Uma das teorias da conspiração mais persistentes envolve a própria instauração da República no Brasil, em 1889. Ao invés de reconhecer o movimento republicano como uma resposta legítima às injustiças e à corrupção do Império, alguns setores militares insistem em propagar a ideia de que houve um golpe para derrubar a monarquia. Essa narrativa distorce os fatos históricos e ignora o clamor popular por mudanças democráticas e progressistas.

Além disso, os militares frequentemente alimentam teorias infundadas sobre eventos contemporâneos, muitas vezes visando desestabilizar governos democraticamente eleitos ou para justificar intervenções indevidas na política nacional. A disseminação de informações falsas e a criação de narrativas conspiratórias minam a confiança pública nas instituições democráticas e prejudicam o debate público saudável.

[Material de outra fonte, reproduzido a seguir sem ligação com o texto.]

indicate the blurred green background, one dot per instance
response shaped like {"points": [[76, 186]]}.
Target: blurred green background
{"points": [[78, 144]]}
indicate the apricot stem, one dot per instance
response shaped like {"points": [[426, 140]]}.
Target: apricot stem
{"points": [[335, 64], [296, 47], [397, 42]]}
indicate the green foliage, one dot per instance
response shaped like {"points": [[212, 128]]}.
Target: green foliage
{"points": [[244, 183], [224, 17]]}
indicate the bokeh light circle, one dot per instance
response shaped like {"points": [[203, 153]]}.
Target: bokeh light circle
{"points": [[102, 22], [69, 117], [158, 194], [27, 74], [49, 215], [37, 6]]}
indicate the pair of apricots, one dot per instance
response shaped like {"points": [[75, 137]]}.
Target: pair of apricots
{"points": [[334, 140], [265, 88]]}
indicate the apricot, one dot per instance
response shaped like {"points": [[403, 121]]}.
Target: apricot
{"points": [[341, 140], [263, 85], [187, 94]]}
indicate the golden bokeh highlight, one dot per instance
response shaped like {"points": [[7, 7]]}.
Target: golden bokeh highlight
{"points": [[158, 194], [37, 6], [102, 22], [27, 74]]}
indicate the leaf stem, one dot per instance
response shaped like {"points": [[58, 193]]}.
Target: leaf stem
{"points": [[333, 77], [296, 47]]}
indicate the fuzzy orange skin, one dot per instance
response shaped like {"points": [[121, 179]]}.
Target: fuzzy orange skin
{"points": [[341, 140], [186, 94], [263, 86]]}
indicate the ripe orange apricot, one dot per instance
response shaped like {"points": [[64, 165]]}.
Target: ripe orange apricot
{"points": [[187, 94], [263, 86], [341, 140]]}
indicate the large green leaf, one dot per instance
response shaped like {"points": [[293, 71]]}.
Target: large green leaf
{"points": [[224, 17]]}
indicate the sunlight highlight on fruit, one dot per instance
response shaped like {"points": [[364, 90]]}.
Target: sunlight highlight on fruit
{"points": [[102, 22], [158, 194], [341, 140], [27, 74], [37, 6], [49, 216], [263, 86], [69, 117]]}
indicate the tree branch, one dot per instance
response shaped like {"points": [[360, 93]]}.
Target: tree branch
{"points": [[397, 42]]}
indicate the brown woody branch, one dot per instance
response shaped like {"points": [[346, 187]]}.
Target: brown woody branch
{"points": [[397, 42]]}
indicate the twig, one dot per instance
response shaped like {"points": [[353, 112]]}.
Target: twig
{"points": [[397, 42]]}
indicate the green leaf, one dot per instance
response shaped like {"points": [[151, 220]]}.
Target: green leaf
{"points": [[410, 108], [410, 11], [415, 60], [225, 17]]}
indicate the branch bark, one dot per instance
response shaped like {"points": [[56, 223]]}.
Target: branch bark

É crucial que os militares, como instituição de Estado, se comprometam com a verdade histórica e com a transparência. A responsabilidade de preservar a integridade da história do Brasil não pode ser subestimada, especialmente em um momento em que o país enfrenta desafios significativos de desinformação e polarização política.

Além disso, a promoção de teorias da conspiração pelo próprio establishment militar pode gerar um ciclo perigoso de desconfiança e divisão entre a sociedade brasileira. Em vez de contribuir para o fortalecimento da democracia e da estabilidade institucional, tais práticas corroem os alicerces sobre os quais nossa nação deveria se sustentar.

Portanto, é imperativo que os líderes militares e os defensores da verdade histórica no Brasil se levantem contra a propagação irresponsável de teorias da conspiração. Devemos defender uma narrativa baseada em evidências e em fatos verificáveis, promovendo assim um entendimento mais claro e preciso de nossa trajetória como nação.

A história do Brasil é rica e complexa, marcada por lutas, conquistas e desafios. Negar ou distorcer os eventos que moldaram nossa identidade coletiva é um desserviço não apenas à memória daqueles que nos precederam, mas também às gerações futuras que merecem herdar uma narrativa histórica honesta e íntegra. Portanto, é hora de os militares abandonarem as teorias da conspiração e se comprometerem com a verdadeira missão de proteger e servir ao povo brasileiro.